= Frederick Wendel =

German journalist (1886–1960)

Frederick Wendel (12 May 1886, in Koslin – 8 March 1960, in Kiel) was a German political activist, journalist, author and co ran the Book Circle book club with Karl Schröder.

Frederick Wendel was the son of a carpenter. He completed an apprenticeship as a book printer. In 1907 he joined the Social Democratic Party of Germany (SPD) owing to the influence of Lily Braun. He joined the Imperial German Army during the First World War. Following the German Revolution of November 1918, Wendel was initially a member of the newly founded Communist Party of Germany (KPD) in Berlin, but together with Karl Schröder he sided with the majority Left Communists, which in April 1920 led to the break away of the Communist Workers' Party of Germany (KAPD).
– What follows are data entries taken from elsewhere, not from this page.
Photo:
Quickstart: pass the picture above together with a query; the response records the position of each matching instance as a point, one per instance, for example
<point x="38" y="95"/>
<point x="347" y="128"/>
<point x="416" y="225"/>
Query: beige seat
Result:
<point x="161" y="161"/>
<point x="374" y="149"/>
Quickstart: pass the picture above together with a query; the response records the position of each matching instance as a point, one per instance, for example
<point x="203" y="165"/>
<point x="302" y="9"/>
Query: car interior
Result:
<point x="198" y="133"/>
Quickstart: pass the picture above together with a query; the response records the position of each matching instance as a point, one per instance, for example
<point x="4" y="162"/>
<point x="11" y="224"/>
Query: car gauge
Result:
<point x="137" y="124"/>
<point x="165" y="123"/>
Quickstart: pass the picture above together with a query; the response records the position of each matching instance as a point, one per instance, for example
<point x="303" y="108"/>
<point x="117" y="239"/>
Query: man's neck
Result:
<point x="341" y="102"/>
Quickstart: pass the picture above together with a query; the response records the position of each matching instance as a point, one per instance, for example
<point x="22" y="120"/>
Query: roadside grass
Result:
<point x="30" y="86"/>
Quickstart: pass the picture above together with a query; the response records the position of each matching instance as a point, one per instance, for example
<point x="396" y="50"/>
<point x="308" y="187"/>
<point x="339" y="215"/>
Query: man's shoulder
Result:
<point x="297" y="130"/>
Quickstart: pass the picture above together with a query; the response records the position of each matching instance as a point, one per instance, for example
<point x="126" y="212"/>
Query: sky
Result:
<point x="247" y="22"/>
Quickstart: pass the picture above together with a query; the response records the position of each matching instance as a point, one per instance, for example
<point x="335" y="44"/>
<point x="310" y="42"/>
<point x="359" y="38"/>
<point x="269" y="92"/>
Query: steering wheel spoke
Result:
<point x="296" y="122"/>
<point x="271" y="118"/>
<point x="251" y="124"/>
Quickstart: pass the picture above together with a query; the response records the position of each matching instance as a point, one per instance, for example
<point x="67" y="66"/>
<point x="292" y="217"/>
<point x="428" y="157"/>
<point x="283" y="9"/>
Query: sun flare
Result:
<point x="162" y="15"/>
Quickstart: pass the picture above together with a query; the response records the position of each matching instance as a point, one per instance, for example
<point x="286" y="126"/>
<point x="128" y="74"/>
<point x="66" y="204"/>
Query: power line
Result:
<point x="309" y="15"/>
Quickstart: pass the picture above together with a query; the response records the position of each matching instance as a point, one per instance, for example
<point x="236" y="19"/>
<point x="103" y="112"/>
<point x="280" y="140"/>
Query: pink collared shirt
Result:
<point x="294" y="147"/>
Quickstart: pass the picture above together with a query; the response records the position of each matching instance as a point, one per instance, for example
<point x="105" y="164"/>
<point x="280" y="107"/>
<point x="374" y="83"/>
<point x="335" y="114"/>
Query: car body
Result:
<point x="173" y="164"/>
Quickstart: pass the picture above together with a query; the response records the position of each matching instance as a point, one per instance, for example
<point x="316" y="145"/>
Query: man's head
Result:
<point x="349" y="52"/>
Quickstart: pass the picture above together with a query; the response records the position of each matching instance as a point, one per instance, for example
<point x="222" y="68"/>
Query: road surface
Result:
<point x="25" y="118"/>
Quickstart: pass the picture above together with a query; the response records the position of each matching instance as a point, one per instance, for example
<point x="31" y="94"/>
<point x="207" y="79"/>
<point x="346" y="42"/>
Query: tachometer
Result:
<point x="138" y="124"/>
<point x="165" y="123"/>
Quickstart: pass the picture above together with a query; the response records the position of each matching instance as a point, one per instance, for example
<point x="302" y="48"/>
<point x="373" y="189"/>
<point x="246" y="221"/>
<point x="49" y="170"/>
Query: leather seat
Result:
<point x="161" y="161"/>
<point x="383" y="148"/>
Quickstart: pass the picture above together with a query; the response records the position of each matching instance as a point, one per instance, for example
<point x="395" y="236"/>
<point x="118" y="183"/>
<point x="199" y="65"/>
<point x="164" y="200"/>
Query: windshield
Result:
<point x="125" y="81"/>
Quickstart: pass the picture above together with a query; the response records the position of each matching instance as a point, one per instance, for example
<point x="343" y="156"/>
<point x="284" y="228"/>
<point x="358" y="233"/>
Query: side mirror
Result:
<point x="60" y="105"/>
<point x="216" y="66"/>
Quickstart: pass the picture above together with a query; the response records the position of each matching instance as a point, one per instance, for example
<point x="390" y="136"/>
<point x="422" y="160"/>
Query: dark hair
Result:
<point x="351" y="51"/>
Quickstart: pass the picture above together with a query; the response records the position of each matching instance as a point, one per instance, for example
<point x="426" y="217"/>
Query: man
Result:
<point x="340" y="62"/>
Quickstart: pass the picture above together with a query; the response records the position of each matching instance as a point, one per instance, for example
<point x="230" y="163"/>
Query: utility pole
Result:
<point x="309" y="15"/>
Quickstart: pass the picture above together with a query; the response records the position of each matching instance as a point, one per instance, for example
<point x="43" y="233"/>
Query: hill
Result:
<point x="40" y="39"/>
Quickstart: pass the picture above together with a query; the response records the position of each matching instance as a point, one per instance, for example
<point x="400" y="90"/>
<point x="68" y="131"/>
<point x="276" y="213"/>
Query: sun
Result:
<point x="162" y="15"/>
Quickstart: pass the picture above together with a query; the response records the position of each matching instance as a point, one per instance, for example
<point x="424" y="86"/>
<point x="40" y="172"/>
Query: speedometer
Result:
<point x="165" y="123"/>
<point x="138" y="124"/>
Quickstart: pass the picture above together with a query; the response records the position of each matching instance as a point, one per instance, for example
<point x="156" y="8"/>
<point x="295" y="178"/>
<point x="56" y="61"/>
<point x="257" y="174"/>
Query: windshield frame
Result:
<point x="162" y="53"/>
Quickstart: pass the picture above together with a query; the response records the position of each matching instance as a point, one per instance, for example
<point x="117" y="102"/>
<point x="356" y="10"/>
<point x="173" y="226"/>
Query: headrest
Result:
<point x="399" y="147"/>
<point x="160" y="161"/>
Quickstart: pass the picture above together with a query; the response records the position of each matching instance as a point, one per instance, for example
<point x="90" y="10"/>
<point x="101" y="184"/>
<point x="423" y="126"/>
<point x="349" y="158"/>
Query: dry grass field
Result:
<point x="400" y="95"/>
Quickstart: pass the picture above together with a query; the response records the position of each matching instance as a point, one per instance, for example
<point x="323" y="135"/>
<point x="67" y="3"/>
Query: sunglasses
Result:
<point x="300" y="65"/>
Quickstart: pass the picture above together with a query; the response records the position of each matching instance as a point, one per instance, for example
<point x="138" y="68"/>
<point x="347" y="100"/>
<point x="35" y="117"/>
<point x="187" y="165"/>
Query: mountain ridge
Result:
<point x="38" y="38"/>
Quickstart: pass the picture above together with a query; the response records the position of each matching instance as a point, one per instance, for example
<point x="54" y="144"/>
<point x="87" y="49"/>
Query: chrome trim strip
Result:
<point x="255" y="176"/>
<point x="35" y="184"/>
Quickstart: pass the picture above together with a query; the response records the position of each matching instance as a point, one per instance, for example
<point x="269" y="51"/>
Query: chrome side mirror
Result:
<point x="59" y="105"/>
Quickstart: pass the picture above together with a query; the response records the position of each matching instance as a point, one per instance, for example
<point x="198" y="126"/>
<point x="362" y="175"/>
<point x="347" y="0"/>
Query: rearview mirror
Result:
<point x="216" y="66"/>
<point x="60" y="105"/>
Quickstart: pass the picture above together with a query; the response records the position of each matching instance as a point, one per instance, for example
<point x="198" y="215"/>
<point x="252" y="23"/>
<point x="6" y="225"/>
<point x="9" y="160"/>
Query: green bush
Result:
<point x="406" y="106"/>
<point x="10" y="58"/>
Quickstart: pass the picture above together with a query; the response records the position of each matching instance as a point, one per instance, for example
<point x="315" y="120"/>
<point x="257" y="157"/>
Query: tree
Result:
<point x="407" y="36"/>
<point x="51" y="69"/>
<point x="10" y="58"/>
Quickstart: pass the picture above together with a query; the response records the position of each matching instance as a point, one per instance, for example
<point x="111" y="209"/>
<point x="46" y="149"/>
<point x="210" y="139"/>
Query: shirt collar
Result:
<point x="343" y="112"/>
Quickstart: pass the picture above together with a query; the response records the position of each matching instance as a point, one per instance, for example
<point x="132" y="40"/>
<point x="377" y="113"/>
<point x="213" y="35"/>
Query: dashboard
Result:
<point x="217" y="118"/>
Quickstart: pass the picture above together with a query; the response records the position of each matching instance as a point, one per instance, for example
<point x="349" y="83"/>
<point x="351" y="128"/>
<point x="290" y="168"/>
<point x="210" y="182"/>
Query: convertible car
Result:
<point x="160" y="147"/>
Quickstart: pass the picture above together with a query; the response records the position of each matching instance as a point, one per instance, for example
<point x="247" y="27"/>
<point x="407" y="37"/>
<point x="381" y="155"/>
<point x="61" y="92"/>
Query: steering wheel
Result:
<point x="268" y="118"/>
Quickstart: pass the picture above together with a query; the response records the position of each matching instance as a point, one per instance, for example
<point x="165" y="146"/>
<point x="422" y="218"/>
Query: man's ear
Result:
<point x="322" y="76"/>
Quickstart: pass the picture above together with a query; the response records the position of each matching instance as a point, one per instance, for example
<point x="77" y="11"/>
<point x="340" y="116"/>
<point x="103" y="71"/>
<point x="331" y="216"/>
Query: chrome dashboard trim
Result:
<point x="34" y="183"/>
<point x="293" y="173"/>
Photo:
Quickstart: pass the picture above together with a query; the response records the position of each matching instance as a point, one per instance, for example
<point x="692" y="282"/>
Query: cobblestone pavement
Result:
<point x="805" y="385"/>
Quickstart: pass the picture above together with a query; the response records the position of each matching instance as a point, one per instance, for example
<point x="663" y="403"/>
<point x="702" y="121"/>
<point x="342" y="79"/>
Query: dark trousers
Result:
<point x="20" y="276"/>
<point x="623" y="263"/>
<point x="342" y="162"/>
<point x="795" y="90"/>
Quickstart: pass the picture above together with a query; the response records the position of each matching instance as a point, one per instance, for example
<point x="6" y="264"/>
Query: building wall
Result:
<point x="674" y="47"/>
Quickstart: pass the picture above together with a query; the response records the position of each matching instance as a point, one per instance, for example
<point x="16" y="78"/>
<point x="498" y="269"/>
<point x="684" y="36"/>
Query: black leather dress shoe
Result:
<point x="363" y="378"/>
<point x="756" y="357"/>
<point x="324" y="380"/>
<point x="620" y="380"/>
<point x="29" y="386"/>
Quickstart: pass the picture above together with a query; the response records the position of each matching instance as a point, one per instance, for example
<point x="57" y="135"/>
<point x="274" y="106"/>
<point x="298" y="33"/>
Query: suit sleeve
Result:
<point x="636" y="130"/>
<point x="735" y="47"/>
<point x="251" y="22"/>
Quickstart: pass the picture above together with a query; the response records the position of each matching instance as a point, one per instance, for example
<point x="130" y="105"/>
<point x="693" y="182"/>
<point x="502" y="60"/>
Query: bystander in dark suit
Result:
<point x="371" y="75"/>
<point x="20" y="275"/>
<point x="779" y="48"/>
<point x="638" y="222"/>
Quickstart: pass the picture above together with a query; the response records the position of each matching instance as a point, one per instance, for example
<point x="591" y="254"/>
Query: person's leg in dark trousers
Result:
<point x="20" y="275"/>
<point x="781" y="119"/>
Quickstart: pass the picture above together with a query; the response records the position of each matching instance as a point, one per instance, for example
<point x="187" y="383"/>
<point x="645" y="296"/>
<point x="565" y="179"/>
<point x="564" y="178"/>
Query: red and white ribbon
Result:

Together with Arthur Goldstein Wendel belonged to the first Executive Committee of the KAPD. However, unlike Goldstein, he was sympathetic to the Hamburg faction grouped around Fritz Wolffheim and Heinrich Laufenberg. Whereas he had been involved in the editorial team of the KAPD paper, Kommunistische Arbeiter-Zeitung, he was removed from this position in June 1920, and left the KAPD following the departure of the Hamburg faction. However he rejoined the SPD.

Wendel returned to the SPD and in 1924 set up the Book Circle to provide political books for the workers' movement.